According to the study, magnesium deficiency is one of the unknown causes of insomnia, says Dietitian Toksoy, who says magnesium-rich foods can help relieve insomnia.

Meltem Şeniz Toksoy, nutrition and dietician, says that one of the reasons for insomnia without sleep is magnesium deficiency.

Toksoy lists the magnesium-rich foods that help quality sleep:

Spinach: Try to include as much of the food as possible in the spinach with 79 mg of magnesium per 100 grams. Especially the raw state contains more magnesium. It is also a very good magnesium source for pregnant and lactating mothers. Apart from spinach, all green leafy vegetables are rich in fiber, folate, potassium and vitamins A, C, E and K.

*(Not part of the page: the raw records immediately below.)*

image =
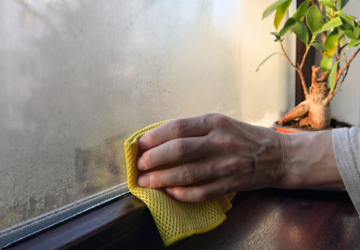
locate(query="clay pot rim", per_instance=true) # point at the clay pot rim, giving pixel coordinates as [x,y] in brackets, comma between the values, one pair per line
[294,130]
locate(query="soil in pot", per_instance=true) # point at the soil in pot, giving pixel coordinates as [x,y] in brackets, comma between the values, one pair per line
[294,127]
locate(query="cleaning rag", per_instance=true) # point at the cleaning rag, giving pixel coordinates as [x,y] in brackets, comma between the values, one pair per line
[174,219]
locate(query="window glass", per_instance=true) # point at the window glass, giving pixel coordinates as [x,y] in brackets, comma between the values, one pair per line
[78,77]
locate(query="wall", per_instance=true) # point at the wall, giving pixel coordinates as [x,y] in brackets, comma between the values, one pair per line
[78,77]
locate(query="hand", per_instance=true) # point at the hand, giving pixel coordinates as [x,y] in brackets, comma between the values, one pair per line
[232,155]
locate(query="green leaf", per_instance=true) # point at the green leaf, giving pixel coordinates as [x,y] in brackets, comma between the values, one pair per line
[277,36]
[326,63]
[300,30]
[269,10]
[332,76]
[318,45]
[351,34]
[326,17]
[267,59]
[347,21]
[287,26]
[331,43]
[281,12]
[333,23]
[301,11]
[353,43]
[327,3]
[313,18]
[342,3]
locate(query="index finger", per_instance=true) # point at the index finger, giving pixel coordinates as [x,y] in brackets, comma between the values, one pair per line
[184,127]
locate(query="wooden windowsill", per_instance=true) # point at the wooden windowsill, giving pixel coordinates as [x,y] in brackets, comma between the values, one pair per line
[269,218]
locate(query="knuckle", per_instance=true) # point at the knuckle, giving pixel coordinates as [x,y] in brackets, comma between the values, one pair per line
[201,195]
[219,120]
[154,181]
[186,175]
[147,158]
[179,127]
[211,118]
[233,167]
[227,143]
[180,148]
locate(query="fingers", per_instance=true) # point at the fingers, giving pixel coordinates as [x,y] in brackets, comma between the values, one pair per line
[181,175]
[174,150]
[186,127]
[201,193]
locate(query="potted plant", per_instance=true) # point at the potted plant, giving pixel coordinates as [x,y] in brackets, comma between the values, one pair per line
[323,25]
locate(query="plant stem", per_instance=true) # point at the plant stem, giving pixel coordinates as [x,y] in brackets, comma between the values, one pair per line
[298,69]
[338,75]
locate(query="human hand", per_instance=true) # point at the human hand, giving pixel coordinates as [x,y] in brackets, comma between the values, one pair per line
[232,155]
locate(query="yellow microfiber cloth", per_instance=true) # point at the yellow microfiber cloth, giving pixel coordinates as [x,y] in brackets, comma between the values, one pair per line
[174,219]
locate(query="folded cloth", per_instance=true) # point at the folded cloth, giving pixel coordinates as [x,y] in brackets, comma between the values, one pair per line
[174,219]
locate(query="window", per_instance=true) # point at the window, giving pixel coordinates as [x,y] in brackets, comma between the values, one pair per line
[98,71]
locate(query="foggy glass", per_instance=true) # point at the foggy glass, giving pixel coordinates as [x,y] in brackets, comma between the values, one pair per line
[78,77]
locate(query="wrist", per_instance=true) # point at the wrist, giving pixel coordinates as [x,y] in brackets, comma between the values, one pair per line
[308,161]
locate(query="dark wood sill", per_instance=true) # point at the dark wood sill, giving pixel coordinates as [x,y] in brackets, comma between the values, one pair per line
[269,218]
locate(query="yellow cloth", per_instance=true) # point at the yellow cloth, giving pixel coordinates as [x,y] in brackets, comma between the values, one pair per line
[174,219]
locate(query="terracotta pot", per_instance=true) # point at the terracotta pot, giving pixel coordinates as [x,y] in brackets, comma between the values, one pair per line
[283,129]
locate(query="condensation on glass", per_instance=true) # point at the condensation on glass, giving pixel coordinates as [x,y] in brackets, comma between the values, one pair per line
[78,77]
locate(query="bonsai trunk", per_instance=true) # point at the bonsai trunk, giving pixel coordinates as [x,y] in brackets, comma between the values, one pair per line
[315,111]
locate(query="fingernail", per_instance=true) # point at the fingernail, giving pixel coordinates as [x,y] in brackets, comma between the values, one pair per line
[143,143]
[139,164]
[143,181]
[170,191]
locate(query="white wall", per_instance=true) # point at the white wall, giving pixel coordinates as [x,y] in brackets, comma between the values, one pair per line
[74,73]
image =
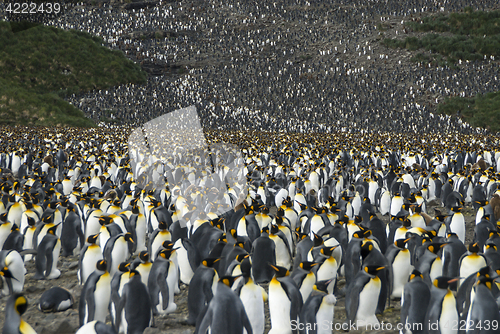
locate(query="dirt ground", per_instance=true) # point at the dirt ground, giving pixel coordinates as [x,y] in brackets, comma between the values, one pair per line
[67,322]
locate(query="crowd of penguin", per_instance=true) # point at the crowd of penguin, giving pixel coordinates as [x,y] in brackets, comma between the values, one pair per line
[302,66]
[379,213]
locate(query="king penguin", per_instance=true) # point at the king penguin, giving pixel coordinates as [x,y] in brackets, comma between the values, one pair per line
[201,289]
[400,259]
[17,304]
[95,295]
[13,273]
[285,302]
[226,313]
[442,311]
[134,312]
[414,303]
[163,278]
[96,327]
[253,297]
[90,254]
[317,313]
[362,297]
[48,255]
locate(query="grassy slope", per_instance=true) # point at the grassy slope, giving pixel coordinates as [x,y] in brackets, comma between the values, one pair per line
[476,35]
[40,64]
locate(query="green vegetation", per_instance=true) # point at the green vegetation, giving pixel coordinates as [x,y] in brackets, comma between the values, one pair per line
[476,35]
[479,111]
[459,36]
[40,65]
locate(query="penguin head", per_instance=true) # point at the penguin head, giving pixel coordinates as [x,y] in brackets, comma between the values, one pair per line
[128,237]
[414,274]
[209,262]
[124,267]
[92,239]
[434,247]
[280,271]
[317,240]
[20,303]
[31,221]
[218,222]
[48,219]
[134,273]
[306,265]
[372,270]
[105,220]
[474,248]
[443,282]
[327,251]
[241,257]
[490,244]
[166,253]
[246,267]
[101,265]
[53,229]
[144,256]
[322,286]
[487,281]
[274,229]
[401,243]
[5,272]
[228,280]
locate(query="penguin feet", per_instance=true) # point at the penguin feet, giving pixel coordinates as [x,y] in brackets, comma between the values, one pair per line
[54,274]
[171,308]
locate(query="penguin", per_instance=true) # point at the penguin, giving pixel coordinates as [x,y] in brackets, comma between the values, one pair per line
[95,295]
[263,253]
[201,289]
[457,223]
[305,278]
[13,273]
[16,305]
[414,303]
[317,313]
[442,311]
[327,267]
[362,297]
[134,312]
[48,255]
[385,203]
[55,299]
[162,280]
[90,254]
[71,234]
[189,259]
[225,313]
[483,312]
[117,250]
[452,252]
[399,258]
[285,301]
[157,238]
[471,262]
[282,248]
[96,327]
[253,297]
[118,281]
[28,233]
[15,240]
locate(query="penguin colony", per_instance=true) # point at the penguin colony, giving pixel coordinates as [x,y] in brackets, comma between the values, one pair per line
[368,220]
[298,66]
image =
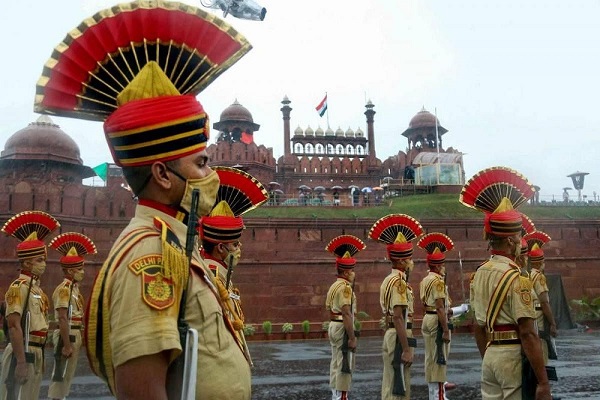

Chocolate: Chocolate, which everyone loves very much but is avoided because of fear of ruining their diet, has become an indispensable crisis of menstruation, especially in women; Did you know that you can take advantage of this crisis with fewer calories and more benefits with bitter chocolate with a cocoa content of over 60%?

Pumpkin Cereal: Pumpkin is a nutritious source of magnesium. 1 cup of pumpkin seeds meets 50% of the daily magnesium requirement. Pumpkin seed seeds contain 262 mg of tail seed per 100 grams. You can buy pre-packaged pumpkin seeds as well as pumpkin seeds themselves. Just take the seed out, wash it and then fry it in the oven with cinnamon and salt at the level you want. Once your seeds are ready, you can add them to your desserts and meals by pulverizing them.

Avocado: Avocado is a perfect source of healthy fats that can be adapted to taste when mixed with any food. It contains 29 mg of magnesium per 100 grams.

Brown rice: All grains are known for their magnesium content; But in small quantities the grain product is as healthy as brown rice. It contains 43 mg of magnesium per 100 grams. It is gluten-free, so it may be a good alternative even for people with gluten sensitivity. Also rich in fiber and protein, it is suitable for almost every meal. To increase the magnesium content of your meals, you can add a few meals of brown rice a week.